Histological Anaplasia and Chromosome 6 Chromothripsis as Predictive Factors of Aggressivity in Low-grade Glioma, MYB/MYBL1-Altered

In the Central Nervous System (CNS), MYB/MYBL1 alterations are found in two tumor types: angiocentric glioma (AG), and diffuse astrocytoma (DA). These tumors share clinical features (mainly epileptic pediatric tumors located in the supratentorial area), a histopathological pattern (AG can look like DA) and seem to be associated with comparably favorable prognoses. However, aggressive cases of AG have been reported in the literature, one of them harboring a MYB::QKI fusion.
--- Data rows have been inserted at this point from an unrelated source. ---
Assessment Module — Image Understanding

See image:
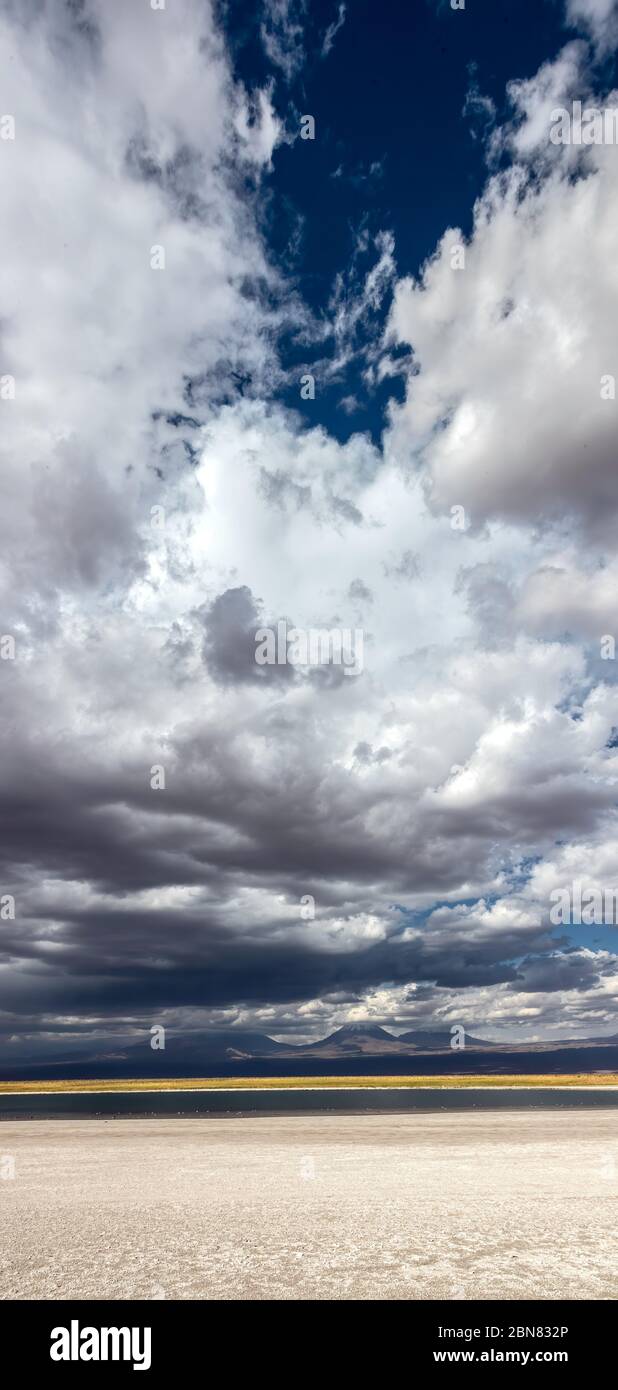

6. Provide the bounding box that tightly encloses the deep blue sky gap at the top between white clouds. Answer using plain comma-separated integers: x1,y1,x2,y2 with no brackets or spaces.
221,0,615,439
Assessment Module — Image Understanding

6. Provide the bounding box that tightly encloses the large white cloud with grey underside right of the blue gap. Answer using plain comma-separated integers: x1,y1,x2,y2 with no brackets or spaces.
387,44,618,539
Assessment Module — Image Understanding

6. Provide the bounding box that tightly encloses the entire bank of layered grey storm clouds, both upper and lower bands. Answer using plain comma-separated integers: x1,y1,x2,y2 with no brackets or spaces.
0,558,612,1056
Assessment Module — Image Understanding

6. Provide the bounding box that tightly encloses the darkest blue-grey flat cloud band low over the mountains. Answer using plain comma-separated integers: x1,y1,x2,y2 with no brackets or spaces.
3,889,530,1016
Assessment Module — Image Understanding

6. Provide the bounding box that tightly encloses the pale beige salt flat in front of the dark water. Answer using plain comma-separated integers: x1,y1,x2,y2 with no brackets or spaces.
0,1111,618,1300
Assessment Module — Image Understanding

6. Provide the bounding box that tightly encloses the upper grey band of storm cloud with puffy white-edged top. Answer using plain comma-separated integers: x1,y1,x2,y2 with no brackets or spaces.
0,700,611,895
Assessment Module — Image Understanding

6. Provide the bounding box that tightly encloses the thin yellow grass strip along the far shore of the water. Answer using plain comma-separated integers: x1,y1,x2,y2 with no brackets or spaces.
0,1072,618,1095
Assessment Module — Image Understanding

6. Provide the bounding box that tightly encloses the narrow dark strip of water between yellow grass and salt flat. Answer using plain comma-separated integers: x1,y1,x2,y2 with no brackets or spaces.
0,1087,618,1120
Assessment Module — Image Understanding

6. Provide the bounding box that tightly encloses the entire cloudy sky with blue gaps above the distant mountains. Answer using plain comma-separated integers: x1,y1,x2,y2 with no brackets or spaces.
0,0,618,1065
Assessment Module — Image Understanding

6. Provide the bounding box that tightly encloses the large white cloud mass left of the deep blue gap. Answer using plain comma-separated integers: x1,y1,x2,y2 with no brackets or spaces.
0,0,276,625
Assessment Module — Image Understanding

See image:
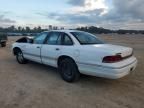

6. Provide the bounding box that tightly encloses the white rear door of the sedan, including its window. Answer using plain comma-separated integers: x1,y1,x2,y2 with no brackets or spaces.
41,32,62,67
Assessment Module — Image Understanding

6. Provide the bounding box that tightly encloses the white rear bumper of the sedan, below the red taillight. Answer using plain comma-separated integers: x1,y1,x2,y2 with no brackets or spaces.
78,58,137,79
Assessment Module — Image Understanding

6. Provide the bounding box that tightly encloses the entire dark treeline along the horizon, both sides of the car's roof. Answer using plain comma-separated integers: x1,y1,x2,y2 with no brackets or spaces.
0,25,144,34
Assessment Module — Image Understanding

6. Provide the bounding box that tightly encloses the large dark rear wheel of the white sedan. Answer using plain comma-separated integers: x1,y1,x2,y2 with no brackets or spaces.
59,58,80,82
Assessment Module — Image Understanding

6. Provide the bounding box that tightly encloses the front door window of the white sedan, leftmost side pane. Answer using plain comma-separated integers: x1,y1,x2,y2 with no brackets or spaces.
34,33,48,44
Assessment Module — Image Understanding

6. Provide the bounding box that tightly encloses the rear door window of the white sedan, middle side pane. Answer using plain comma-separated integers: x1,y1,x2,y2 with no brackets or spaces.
47,32,61,45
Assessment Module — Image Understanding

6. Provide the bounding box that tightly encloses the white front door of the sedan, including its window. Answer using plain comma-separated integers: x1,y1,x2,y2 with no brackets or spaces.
24,32,48,63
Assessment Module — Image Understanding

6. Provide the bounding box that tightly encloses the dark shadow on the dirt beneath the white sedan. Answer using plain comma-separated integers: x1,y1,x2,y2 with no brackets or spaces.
26,61,124,86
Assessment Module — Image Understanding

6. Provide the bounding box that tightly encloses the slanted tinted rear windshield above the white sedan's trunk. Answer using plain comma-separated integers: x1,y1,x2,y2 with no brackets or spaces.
71,32,104,45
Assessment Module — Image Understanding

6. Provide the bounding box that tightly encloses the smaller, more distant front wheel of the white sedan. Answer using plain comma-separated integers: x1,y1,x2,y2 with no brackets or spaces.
16,50,28,64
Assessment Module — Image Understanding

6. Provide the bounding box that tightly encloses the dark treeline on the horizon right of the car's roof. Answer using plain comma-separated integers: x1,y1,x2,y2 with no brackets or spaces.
77,26,144,34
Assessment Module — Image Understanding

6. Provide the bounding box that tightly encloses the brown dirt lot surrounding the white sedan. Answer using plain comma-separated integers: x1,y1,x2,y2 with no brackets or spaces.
0,35,144,108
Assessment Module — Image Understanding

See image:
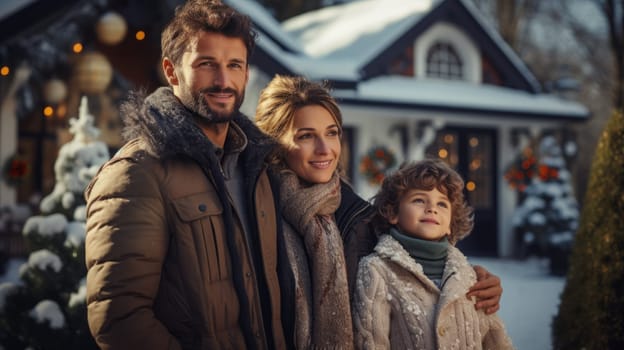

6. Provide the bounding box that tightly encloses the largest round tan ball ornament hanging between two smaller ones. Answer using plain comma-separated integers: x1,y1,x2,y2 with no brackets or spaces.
75,52,113,95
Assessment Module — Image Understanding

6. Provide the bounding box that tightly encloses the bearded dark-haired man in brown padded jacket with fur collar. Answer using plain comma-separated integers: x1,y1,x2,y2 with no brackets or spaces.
85,0,284,349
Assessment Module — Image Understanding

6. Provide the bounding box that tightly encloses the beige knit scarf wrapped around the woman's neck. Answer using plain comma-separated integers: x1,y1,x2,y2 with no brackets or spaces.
280,170,353,349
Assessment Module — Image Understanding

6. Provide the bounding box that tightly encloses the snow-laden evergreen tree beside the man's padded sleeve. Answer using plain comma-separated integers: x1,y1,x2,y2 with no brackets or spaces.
0,97,109,349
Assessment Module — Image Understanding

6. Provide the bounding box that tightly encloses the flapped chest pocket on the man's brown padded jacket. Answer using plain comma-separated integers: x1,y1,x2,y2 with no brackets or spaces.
173,192,230,281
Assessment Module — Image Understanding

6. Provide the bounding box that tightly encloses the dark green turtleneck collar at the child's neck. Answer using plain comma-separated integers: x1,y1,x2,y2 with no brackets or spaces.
390,227,449,281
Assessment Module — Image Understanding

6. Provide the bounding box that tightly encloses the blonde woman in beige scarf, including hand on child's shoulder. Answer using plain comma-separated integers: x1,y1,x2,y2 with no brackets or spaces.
255,75,502,349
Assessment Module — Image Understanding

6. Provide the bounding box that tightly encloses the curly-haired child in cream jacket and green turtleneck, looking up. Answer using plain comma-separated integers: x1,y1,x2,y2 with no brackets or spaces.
353,160,513,350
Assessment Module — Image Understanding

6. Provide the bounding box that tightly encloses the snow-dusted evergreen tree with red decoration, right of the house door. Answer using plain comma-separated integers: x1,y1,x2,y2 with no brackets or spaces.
513,135,579,275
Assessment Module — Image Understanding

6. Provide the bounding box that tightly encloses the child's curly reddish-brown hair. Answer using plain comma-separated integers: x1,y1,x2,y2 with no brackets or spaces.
373,159,474,244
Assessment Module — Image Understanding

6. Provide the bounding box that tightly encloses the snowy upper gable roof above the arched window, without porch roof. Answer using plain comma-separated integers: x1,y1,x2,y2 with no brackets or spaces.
283,0,540,93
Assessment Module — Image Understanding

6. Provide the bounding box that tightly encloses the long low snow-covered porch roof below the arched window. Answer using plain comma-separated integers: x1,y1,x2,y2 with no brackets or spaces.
334,76,589,120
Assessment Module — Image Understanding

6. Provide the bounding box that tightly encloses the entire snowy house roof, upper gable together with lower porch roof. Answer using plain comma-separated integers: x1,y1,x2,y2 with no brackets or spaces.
283,0,589,121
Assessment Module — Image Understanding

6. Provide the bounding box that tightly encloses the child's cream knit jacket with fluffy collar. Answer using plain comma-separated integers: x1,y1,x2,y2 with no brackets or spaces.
353,235,513,350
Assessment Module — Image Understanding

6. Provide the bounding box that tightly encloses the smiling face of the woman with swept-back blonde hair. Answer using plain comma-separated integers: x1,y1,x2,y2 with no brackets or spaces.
282,105,341,183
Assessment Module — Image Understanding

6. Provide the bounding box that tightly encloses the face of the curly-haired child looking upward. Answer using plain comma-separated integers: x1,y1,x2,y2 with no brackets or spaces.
389,188,451,241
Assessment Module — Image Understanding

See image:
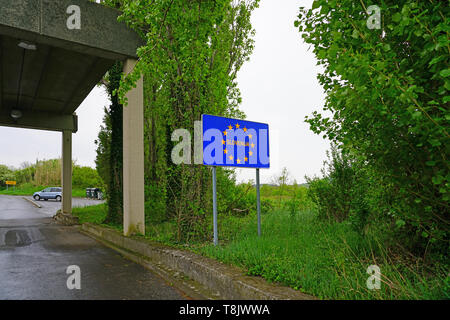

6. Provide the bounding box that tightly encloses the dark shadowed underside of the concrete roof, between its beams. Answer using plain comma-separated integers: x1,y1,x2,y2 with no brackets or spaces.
0,35,114,114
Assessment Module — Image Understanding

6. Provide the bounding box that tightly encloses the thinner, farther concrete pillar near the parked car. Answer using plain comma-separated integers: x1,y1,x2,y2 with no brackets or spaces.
61,130,72,213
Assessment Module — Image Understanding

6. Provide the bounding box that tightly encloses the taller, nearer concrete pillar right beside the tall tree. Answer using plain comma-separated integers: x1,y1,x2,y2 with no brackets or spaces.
123,59,145,236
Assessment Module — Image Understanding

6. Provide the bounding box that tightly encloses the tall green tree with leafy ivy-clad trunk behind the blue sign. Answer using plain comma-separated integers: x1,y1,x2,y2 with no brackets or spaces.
97,0,259,242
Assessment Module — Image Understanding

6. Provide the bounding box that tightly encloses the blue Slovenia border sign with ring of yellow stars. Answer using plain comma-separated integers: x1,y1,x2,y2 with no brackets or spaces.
202,114,270,168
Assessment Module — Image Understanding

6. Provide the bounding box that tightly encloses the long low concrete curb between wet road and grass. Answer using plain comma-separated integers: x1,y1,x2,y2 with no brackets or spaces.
81,223,316,300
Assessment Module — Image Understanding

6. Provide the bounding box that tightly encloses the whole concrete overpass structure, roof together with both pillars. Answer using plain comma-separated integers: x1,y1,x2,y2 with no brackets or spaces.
0,0,145,235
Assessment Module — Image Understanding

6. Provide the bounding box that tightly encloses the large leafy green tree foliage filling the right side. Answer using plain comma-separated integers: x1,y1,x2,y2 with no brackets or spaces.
295,0,450,254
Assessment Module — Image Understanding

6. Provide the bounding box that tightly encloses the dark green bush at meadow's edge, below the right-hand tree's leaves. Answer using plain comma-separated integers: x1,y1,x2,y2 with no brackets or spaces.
307,145,393,235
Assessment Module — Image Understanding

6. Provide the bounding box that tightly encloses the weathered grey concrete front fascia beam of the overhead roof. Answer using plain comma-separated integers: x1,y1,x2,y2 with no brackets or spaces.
0,0,143,60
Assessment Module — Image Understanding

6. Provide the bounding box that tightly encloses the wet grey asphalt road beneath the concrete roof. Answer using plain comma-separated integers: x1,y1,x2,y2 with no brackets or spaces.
0,195,187,300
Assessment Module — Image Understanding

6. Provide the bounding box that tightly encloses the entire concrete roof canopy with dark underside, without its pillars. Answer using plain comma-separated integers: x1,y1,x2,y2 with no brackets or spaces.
0,0,141,132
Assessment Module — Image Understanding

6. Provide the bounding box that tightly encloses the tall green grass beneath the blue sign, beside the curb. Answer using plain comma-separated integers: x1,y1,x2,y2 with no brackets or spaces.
199,211,449,299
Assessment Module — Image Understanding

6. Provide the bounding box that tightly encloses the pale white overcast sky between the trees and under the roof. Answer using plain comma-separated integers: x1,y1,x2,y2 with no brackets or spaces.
0,0,329,183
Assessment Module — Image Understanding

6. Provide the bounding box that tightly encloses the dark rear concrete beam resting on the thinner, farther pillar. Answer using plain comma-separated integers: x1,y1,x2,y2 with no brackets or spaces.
0,111,78,133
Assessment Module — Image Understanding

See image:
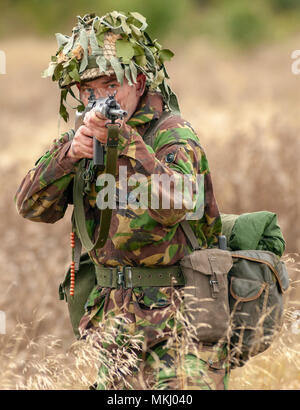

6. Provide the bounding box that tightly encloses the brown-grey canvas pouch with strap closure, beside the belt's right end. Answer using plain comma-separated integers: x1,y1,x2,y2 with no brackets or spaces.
180,248,232,343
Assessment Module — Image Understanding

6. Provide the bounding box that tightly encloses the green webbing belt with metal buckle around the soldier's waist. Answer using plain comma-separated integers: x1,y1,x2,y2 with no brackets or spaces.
95,265,185,289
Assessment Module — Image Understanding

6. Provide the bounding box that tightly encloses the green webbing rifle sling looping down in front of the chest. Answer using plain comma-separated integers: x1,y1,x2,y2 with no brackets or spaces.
73,125,119,252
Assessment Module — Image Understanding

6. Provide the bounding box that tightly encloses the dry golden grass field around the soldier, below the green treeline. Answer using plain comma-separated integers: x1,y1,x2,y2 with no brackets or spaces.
0,37,300,389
This study aims to compare and contrast aggressive cases of low-grade gliomas (LGGs), MYB/MYBL1-altered to typically indolent cases in order to identify factors (clinical, radiological or histomolecular) associated with aggressive forms of AG and DA. We retrospectively reviewed and fully characterized 28 LGGs (14 AGs and 14 DAs) with MYB/MYBL1 alterations in terms of clinical course, radiology, histopathology and molecular biology (including DNA-methylation profiling). While most AGs and DAs in our cohort had a favorable oncological outcome, we describe three cases of AG and one case of DA with tumor progression and one terminal case of AG. Initial signs of histopathological anaplasia were exclusively found in aggressive AGs (2/3) but their significance in DA is unclear as they were encountered in the aggressive case but also in two indolent cases, and because DA seem to respond well to chemotherapy. Two aggressive AGs also were found to have a chromosome 6 chromothripsis and harbored additional molecular alterations in their initial tumor sample (KRAS, hTERT, and TP53 mutations). No radiological pattern, fusion partner or methylation cluster was associated with progression in LGG, MYB/MYBL1-altered. These cases with an aggressive clinical course raise the question of potential higher grades of LGG, MYB/MYBL1-altered, which need to be confirmed by additional reports.